It looks like T-Mobile will be facing an uphill battle come April 12th. On April 12th, the shareholders will be voting on whether or not MetroPCS should form a merger with T-Mobile USA. T-Mobile needs the shareholders to vote for the merger in order to complete the deal. It has already received the go-ahead from the Department of Justice as well as the FCC. However, one proxy adviser is looking to make sure the deal doesn't go through.
The adviser, Institutional Shareholder Services, which is an adviser to many big shareholders, has recommended that shareholders not go through with the deal. The ISS stated that the MetroPCS shareholders are getting the short end of the stick and would do just fine without T-Mobile. It states that there is also a potential to thrive without T-Mobile, which could prove to be true considering it offers very affordable plans with unlimited data.

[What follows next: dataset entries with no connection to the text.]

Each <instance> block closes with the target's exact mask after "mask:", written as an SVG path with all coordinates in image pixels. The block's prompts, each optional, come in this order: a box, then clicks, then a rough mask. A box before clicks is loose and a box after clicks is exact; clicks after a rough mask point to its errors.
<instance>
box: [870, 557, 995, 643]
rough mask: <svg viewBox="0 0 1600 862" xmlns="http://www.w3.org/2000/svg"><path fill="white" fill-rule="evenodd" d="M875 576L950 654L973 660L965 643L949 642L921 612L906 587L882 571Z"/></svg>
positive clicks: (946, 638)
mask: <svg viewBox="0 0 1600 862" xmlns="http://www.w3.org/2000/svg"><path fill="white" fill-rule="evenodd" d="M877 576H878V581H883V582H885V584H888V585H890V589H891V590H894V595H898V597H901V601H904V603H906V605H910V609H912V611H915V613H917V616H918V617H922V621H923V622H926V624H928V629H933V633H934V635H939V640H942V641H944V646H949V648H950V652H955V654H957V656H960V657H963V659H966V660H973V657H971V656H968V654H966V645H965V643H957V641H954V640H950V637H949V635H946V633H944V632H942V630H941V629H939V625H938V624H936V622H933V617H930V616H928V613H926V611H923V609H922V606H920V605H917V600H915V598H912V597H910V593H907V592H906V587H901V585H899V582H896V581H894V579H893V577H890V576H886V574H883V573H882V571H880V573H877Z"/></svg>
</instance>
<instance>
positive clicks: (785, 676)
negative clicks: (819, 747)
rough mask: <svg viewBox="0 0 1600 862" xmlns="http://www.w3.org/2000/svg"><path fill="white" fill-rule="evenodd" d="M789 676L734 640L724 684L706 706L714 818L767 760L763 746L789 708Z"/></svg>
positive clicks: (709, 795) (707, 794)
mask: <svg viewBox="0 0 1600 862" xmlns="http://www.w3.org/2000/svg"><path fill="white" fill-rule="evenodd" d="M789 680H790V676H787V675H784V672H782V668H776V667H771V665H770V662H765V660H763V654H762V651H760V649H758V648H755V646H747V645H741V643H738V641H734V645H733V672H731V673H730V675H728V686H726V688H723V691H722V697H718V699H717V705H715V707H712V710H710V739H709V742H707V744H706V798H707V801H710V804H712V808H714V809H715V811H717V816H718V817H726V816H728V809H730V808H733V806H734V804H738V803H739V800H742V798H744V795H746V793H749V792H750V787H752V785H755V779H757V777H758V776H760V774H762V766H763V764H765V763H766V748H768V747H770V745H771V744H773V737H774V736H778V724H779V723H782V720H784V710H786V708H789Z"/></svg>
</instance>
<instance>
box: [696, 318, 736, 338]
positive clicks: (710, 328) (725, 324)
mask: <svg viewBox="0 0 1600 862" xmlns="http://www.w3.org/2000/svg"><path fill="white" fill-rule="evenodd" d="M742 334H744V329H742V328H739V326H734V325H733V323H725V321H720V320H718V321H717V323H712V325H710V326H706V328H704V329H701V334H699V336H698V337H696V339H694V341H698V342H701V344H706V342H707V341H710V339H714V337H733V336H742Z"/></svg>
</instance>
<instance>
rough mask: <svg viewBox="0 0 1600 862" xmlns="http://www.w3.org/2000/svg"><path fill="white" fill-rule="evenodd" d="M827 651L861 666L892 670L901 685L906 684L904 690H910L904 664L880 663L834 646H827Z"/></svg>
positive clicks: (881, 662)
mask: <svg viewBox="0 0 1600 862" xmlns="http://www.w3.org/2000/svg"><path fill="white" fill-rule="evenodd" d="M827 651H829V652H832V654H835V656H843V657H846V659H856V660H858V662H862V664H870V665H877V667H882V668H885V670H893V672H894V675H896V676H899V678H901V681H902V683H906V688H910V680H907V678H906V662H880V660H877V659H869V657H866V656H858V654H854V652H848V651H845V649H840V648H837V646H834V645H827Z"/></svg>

Many investors are already planning on voting against the deal. Paulson & Co., MetroPCs's biggest shareholder, which currently has 9.9% of the company's shares, has stated that the company should look for alternative options because the T-Mobile merger would result in too high of a debt for MetroPCS. The ISS also states that MetroPCS shareholders will only have a 26% stake in the shared company and they will only receive $4 a share.
T-Mobile, however, is optimistic that the deal will go through. T-Mobile's CEO, John Legere, stated that the deal will go through "despite the several greedy hedge funds that are trying to take a double dip out of that process." We shall see if that's true in the next two weeks. In other news, T-Mobile has just launched its new uncarrier plans, as well as 7 new LTE networks. It's looking to take on the other 3 major carriers, and if it had MetroPCS on its side, it would definitely pose as a major threat.